A statement that is “stigmatizing” under this test must be (1) made publicly, and (2) false. In this cause, the court found that the death scene photos were the relevant statement. But there were no allegations in the complaint that the photos themselves were “false.” (What the court was probably saying here is that the photos had not been Photoshopped or otherwise changed in a way to make them not accurately portray the scene.)

The court made a fine distinction in the process of dismissing the case. In response to the motion to dismiss, Plaintiff argued that the thrust of his argument was that the website falsely suggested his son committed suicide. But the court found otherwise, carefully looking at the allegations of the complaint which, for example, said that the photos “fueled the false impression that the Plaintiff’s son committed suicide.”

There were no allegations that the photos themselves were the false statements. But what about the caption, “[t]here is no better way to kill yourself,” you ask?
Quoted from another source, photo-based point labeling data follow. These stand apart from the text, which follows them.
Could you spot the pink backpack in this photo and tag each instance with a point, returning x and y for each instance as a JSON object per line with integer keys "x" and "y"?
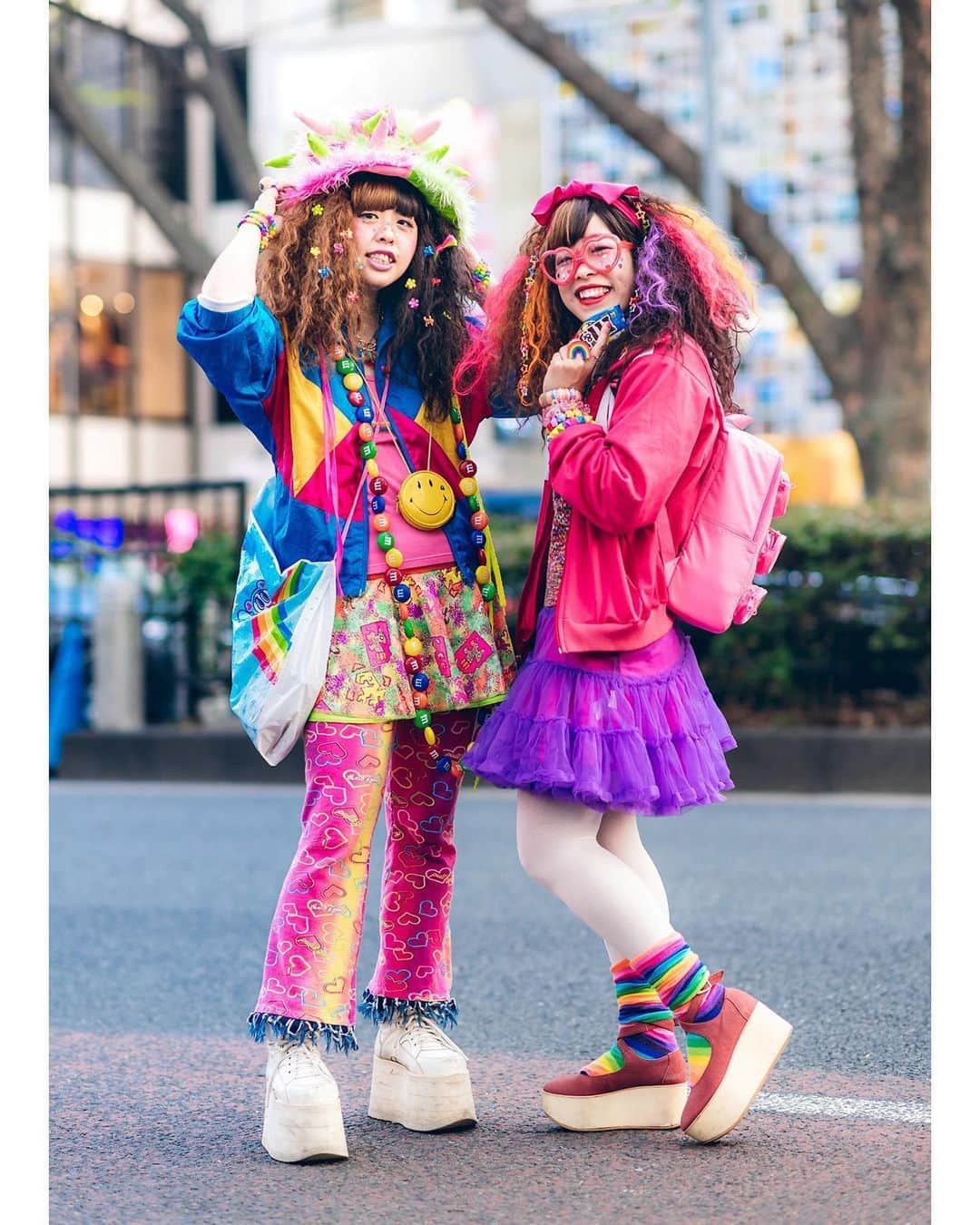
{"x": 730, "y": 539}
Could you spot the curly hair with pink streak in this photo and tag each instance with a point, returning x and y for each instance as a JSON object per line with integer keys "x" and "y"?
{"x": 689, "y": 283}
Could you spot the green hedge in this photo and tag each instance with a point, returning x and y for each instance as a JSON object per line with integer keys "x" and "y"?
{"x": 843, "y": 634}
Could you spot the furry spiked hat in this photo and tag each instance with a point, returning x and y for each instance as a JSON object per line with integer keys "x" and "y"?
{"x": 328, "y": 153}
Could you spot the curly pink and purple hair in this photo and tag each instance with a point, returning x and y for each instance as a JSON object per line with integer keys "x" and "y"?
{"x": 689, "y": 280}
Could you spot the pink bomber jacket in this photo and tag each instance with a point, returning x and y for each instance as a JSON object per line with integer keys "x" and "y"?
{"x": 618, "y": 480}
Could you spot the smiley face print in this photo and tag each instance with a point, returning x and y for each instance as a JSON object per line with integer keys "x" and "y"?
{"x": 426, "y": 500}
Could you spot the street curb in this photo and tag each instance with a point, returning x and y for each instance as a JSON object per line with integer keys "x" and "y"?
{"x": 804, "y": 760}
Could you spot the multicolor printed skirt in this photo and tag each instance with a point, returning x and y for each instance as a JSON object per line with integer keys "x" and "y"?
{"x": 467, "y": 653}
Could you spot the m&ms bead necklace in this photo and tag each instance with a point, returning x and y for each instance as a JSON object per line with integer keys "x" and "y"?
{"x": 354, "y": 385}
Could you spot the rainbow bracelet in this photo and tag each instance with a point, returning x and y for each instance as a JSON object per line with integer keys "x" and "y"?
{"x": 266, "y": 224}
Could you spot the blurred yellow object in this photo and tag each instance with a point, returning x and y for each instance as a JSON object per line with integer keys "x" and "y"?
{"x": 826, "y": 471}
Though the opinion does not address this point, one is left to conclude that that language could not be attributed to the defendant coroner, since it was his son that posted the photos, and not himself.

Photo courtesy Flickr user Fabio Beretta under this Creative Commons license.

3 Comments

  1. Joe
    November 10, 2009

    What was that coroner’s son thinking? Is he insane or simply stupid? How utterly inconsiderate and disrespectful to post photos of something so tragic online.

  2. Fred
    November 19, 2009

    How can the father not be held responsible of his son’s actions? Over here in Switzerland he’d probably be liable both for letting the son gain access to the images and as the head of the family.

  3. Chris
    November 20, 2009

    “In this cause, the court found that the death scene photos were the relevant statement.”

    I think you meant in this _case_.